Condemning the “harassment and arbitrary or unlawful surveillance of journalists, human rights activists or other perceived regime critics,” a US State Department spokesperson told The Guardian, “While we do not discuss security protocols, procedures or capabilities, we can say that we are deeply concerned about the counterintelligence and security risks these types of commercial spyware pose to US government personnel.”
Al-Tajer finds the invasion of privacy in a country “which always claims to protect freedom” distressing. “You don’t have any privacy or protection. All of the data inside the device is leaked now.” Questioning the hacking authorisation, he asked, “My main question is why did they hack me? Does the agency who hacked my device have the authority to do so? Or should it be forbidden like the state criminalises others who violate privacy?”
Lynn Maalouf, deputy director for the Middle East and North Africa, Amnesty International said that Bahrain has pursued the “crackdown on dissent in recent years, tightened the monitoring of digital media, which was the only space left for open discussion after the government outlawed the legal opposition groups”.
“This chilling breach of the right to privacy comes in a context of harassment against human rights defenders, journalists, opposition leaders, and lawyers,” Maalouf said adding, “time and again, we have seen how NSO Group’s spyware provides a useful tool for tracking activists and government critics.”
Maalouf called on the Bahraini authorities to “immediately cease their use of surveillance technologies” and for NSO and other spyware exporters to “cease supplying states with this dangerous software until an international regulatory framework compliant with human rights obligations is put in place”. “Bahraini authorities must conduct a thorough and impartial investigation to identify those responsible for the violations perpetrated through this unlawful cyber surveillance.”

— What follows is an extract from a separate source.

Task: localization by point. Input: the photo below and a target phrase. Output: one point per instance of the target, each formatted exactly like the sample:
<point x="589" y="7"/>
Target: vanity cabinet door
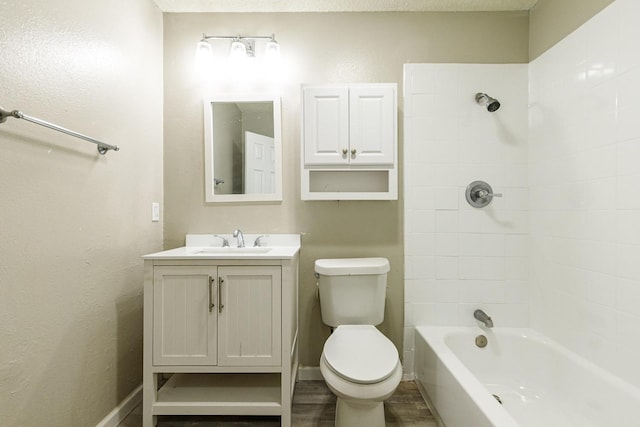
<point x="249" y="318"/>
<point x="184" y="316"/>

The continued “Pegasus attacks against Bahraini civil society shows that NSO Group cannot be trusted to regulate themselves. We urgently need to rein in the out-of-control spyware industry,” Maalouf added.

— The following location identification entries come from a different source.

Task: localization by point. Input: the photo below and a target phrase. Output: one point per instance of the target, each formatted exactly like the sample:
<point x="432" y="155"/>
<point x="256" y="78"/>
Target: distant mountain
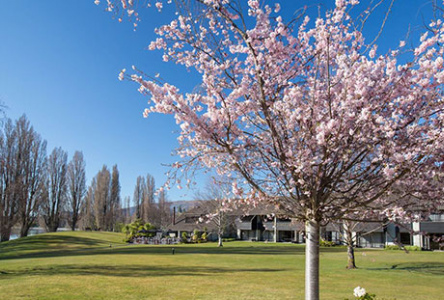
<point x="183" y="205"/>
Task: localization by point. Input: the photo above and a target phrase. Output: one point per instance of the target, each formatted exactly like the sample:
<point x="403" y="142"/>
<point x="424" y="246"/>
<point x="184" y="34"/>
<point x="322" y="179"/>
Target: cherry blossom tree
<point x="305" y="112"/>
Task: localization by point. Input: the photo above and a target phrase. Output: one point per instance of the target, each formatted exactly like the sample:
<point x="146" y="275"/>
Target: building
<point x="262" y="224"/>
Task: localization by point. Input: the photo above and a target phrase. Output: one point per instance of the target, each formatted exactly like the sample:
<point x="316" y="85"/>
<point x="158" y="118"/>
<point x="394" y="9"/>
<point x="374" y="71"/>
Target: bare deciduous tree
<point x="54" y="200"/>
<point x="149" y="206"/>
<point x="213" y="199"/>
<point x="8" y="205"/>
<point x="101" y="197"/>
<point x="163" y="215"/>
<point x="114" y="200"/>
<point x="77" y="187"/>
<point x="88" y="219"/>
<point x="138" y="197"/>
<point x="33" y="157"/>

An NSO spokesperson told The Guardian that the “misuse of cyber intelligence tools” is serious matter and “all credible allegations must be investigated”. However, the “continued reporting of unsubstantiated allegations by uninformed sources is unfortunate and wrong”, the spokesperson added.

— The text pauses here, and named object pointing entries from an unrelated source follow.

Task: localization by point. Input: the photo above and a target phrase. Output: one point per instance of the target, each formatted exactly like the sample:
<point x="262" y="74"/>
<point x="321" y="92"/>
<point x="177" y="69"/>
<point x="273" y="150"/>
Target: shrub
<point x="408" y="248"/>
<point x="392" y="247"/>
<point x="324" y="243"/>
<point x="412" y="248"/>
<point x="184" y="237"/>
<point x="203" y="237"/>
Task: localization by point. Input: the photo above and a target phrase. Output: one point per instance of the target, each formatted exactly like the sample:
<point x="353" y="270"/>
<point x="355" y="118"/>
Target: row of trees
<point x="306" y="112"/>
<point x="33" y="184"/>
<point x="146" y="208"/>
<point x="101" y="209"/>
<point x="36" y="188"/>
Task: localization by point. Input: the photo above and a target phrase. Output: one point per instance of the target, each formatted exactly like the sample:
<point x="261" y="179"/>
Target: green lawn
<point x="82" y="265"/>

Sayed Ahmed Alwadaei, director of advocacy, UK-based Bahrain Institute for Rights and Democracy, said that Bahrain has continued with “systematic repression” since 2011 to prevent similar uprisings “I guess this is really the new reality—that they want to ensure that this is not going to happen again,” he told The Guardian.
According to security experts, the revelations show how Bahrain uses surveillance technology against both enemies and friends. “The situation in Bahrain is still pretty repressive,” Bill Marczak, a senior researcher at Citizen Lab, told The Guardian. “Since 2011, Bahrain has really made it a point to try and remove institutions that help people to organise.”
Pointing to the use of Pegasus in maintaining a status quo in which there “is no space for dissent or activism”, Marczak said, “Because what they can do is keep an eye on what is going on in private, they can make sure there is nothing bubbling over in private.”
Bahrain’s embassy in Washington did not respond to The Guardian’s request for comment.